Race details
- Date: 16 November 2025
- Official name: 2025 Macau Formula 4 Race – FIA F4 World Cup
- Location: Guia Circuit, Macau
- Course: Temporary street circuit
- Course length: 6.120 km (3.803 mi)
- Distance: 10 laps, 61.200 km (38.028 mi)
- Weather: Clear
- Attendance: 116,000

Pole position
- Driver: Emanuele Olivieri;
- Grid positions set by heat results

Fastest lap
- Driver: Sebastian Wheldon
- Time: 2:24.425 on lap 6

Podium
- First: Jules Roussel;
- Second: Emanuele Olivieri;
- Third: Rintaro Sato;

= 2025 FIA F4 World Cup =

First edition of the FIA F4 World Cup

The 2025 FIA F4 World Cup (2025年國際汽聯四級方程式世界盃), officially the 2025 Macau Formula 4 Race – FIA F4 World Cup, was a motor race for Formula 4 (F4) cars held on the Guia Circuit, a street circuit in Macau, on 16 November 2025. A support race for the 2025 Macau Grand Prix, it was the inaugural edition of the FIA F4 World Cup and the fifth F4 race held on the streets of Macau.

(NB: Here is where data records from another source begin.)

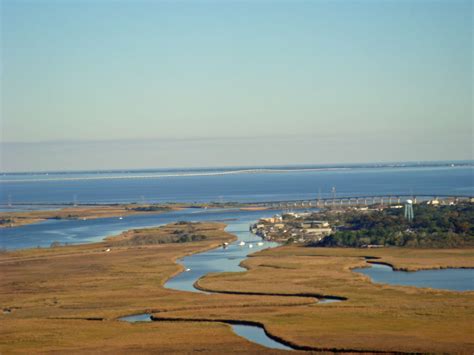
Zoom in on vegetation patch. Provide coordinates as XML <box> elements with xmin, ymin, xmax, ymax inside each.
<box><xmin>308</xmin><ymin>203</ymin><xmax>474</xmax><ymax>248</ymax></box>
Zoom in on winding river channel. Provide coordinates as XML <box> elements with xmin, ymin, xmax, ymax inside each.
<box><xmin>121</xmin><ymin>216</ymin><xmax>308</xmax><ymax>350</ymax></box>
<box><xmin>0</xmin><ymin>209</ymin><xmax>474</xmax><ymax>350</ymax></box>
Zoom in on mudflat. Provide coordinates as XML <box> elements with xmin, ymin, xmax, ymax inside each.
<box><xmin>0</xmin><ymin>223</ymin><xmax>474</xmax><ymax>354</ymax></box>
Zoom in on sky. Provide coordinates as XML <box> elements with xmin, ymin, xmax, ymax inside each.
<box><xmin>0</xmin><ymin>0</ymin><xmax>474</xmax><ymax>171</ymax></box>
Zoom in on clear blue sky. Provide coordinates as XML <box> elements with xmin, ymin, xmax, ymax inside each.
<box><xmin>0</xmin><ymin>0</ymin><xmax>473</xmax><ymax>171</ymax></box>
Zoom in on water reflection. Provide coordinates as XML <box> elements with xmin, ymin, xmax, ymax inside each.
<box><xmin>353</xmin><ymin>263</ymin><xmax>474</xmax><ymax>291</ymax></box>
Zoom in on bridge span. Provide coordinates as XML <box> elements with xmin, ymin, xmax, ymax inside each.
<box><xmin>255</xmin><ymin>194</ymin><xmax>474</xmax><ymax>208</ymax></box>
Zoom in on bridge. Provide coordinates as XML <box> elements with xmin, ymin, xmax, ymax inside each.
<box><xmin>0</xmin><ymin>194</ymin><xmax>474</xmax><ymax>208</ymax></box>
<box><xmin>254</xmin><ymin>194</ymin><xmax>474</xmax><ymax>208</ymax></box>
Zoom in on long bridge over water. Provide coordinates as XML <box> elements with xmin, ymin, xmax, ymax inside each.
<box><xmin>254</xmin><ymin>194</ymin><xmax>474</xmax><ymax>208</ymax></box>
<box><xmin>0</xmin><ymin>194</ymin><xmax>474</xmax><ymax>208</ymax></box>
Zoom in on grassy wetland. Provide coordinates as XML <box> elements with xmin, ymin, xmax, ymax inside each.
<box><xmin>0</xmin><ymin>223</ymin><xmax>474</xmax><ymax>354</ymax></box>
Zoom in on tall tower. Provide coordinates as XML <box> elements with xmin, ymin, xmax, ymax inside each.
<box><xmin>405</xmin><ymin>200</ymin><xmax>415</xmax><ymax>222</ymax></box>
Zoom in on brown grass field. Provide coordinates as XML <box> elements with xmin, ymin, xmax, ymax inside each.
<box><xmin>0</xmin><ymin>205</ymin><xmax>181</xmax><ymax>228</ymax></box>
<box><xmin>0</xmin><ymin>223</ymin><xmax>474</xmax><ymax>354</ymax></box>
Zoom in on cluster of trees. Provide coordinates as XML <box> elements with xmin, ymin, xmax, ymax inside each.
<box><xmin>131</xmin><ymin>205</ymin><xmax>171</xmax><ymax>212</ymax></box>
<box><xmin>312</xmin><ymin>203</ymin><xmax>474</xmax><ymax>248</ymax></box>
<box><xmin>114</xmin><ymin>227</ymin><xmax>207</xmax><ymax>246</ymax></box>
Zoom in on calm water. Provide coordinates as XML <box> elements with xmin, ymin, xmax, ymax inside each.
<box><xmin>353</xmin><ymin>264</ymin><xmax>474</xmax><ymax>291</ymax></box>
<box><xmin>0</xmin><ymin>166</ymin><xmax>474</xmax><ymax>206</ymax></box>
<box><xmin>231</xmin><ymin>324</ymin><xmax>293</xmax><ymax>350</ymax></box>
<box><xmin>165</xmin><ymin>221</ymin><xmax>278</xmax><ymax>292</ymax></box>
<box><xmin>116</xmin><ymin>211</ymin><xmax>292</xmax><ymax>350</ymax></box>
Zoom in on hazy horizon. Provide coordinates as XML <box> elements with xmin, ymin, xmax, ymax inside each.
<box><xmin>0</xmin><ymin>0</ymin><xmax>473</xmax><ymax>171</ymax></box>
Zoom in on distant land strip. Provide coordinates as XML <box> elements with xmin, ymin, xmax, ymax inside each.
<box><xmin>0</xmin><ymin>168</ymin><xmax>351</xmax><ymax>183</ymax></box>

Organised by the Sports Bureau of the Macao SAR Government, the event featured a timed qualifying session prior to an eight-lap qualification race, which decided the grid for the 10-lap main event. The entrants were selected by the Fédération Internationale de l'Automobile (FIA), featuring seven former or reigning F4 champions amongst a 20-driver field. Over 116,000 spectators were in attendance across the four-day weekend.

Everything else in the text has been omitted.